This tweet—and other statements from Gov. Hochul—is an admission she is obstructing a U.S. Supreme Court ruling.

In New York State Rifle & Pistol Association, Inc. v. Bruen, an NRA-backed case, the U.S. Supreme Court affirmed that the Second Amendment protects the right of law-abiding citizens to carry a firearm for personal protection when it struck the “proper cause” requirement in New York’s Sullivan Law.

In doing so, the Supreme Court clearly declared that the government cannot trample on our Second Amendment rights through “abusive” permitting schemes.

Nevertheless, people barely had time to read the Bruen decision before Gov. Hochul and the New York state legislature blatantly stepped all over the ruling with the inappropriately named Concealed Carry Improvement Act.

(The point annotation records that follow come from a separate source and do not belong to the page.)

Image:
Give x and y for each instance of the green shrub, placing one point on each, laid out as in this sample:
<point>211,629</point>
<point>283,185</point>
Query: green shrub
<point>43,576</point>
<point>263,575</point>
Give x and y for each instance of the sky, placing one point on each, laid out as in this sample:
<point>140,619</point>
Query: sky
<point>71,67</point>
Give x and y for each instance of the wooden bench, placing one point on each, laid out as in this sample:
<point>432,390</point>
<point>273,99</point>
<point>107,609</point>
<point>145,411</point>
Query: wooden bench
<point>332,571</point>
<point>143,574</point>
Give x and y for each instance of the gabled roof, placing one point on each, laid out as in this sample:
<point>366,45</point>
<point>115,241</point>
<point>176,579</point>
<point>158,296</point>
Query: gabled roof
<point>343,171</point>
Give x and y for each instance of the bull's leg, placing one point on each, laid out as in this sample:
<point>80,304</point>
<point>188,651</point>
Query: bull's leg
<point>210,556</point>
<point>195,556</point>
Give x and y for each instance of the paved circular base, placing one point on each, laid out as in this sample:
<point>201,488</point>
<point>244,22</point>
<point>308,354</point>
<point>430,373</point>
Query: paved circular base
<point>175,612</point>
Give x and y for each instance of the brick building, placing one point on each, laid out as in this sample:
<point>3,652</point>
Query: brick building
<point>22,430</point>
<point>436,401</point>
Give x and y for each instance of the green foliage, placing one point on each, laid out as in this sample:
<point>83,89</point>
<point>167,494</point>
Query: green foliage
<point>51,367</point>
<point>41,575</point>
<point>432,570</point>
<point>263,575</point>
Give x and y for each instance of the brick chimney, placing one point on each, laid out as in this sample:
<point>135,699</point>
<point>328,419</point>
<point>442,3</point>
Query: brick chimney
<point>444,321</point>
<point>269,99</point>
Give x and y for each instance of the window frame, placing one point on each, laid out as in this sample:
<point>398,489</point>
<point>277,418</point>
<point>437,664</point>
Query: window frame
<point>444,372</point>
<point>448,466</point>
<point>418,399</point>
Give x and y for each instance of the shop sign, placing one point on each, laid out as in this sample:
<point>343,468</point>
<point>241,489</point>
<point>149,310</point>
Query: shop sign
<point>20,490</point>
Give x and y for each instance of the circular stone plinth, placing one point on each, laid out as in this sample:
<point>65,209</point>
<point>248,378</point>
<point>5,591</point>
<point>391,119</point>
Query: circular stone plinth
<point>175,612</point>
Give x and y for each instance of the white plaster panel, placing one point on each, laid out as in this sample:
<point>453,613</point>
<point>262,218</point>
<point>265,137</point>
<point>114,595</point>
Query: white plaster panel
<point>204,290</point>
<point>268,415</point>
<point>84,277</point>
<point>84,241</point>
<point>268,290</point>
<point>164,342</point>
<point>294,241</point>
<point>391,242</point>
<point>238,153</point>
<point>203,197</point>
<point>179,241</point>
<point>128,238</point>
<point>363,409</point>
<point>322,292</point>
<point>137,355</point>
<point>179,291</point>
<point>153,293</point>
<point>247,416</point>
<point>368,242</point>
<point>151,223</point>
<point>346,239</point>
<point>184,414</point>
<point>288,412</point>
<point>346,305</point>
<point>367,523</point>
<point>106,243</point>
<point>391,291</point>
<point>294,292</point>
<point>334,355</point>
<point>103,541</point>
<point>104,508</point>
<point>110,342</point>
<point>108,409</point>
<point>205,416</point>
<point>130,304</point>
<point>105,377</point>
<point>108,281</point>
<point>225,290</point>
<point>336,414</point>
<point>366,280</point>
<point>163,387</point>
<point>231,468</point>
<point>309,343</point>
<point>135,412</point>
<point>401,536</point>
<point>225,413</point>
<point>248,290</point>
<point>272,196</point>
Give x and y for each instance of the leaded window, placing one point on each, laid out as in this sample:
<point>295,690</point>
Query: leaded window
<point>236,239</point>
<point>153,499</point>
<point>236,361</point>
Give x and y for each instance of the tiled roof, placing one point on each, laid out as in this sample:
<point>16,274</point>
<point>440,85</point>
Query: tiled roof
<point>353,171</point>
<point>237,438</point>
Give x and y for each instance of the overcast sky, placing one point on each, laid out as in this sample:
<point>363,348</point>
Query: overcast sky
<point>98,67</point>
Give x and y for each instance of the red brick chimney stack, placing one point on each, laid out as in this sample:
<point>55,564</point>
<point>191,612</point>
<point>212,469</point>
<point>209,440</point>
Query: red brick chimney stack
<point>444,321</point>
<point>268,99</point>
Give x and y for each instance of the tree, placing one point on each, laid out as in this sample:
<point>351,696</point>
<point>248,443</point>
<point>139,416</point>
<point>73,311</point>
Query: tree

Although the Concealed Carry Improvement Act doesn’t require citizens demonstrate they have a proper cause to carry firearms, it banned carry almost everywhere with unconstitutional “sensitive-place” restrictions. Also, citizens applying to the state for their constitutional right to bear arms must first take a 16-hour training class, including a two-hour live-fire session. Then they must have an in-person interview with a licensing officer where they must disclose several types of personal information, including all of their social-media accounts. The officer then reviews that information to determine if the applicant has “good moral character,” which is even more subjective than the unconstitutional “proper cause” standard. The licensing officer then has up to six months—unless they want more time, which they will be granted indefinitely—to pore through the applicant’s information to determine if that individual is “eligible” for a license.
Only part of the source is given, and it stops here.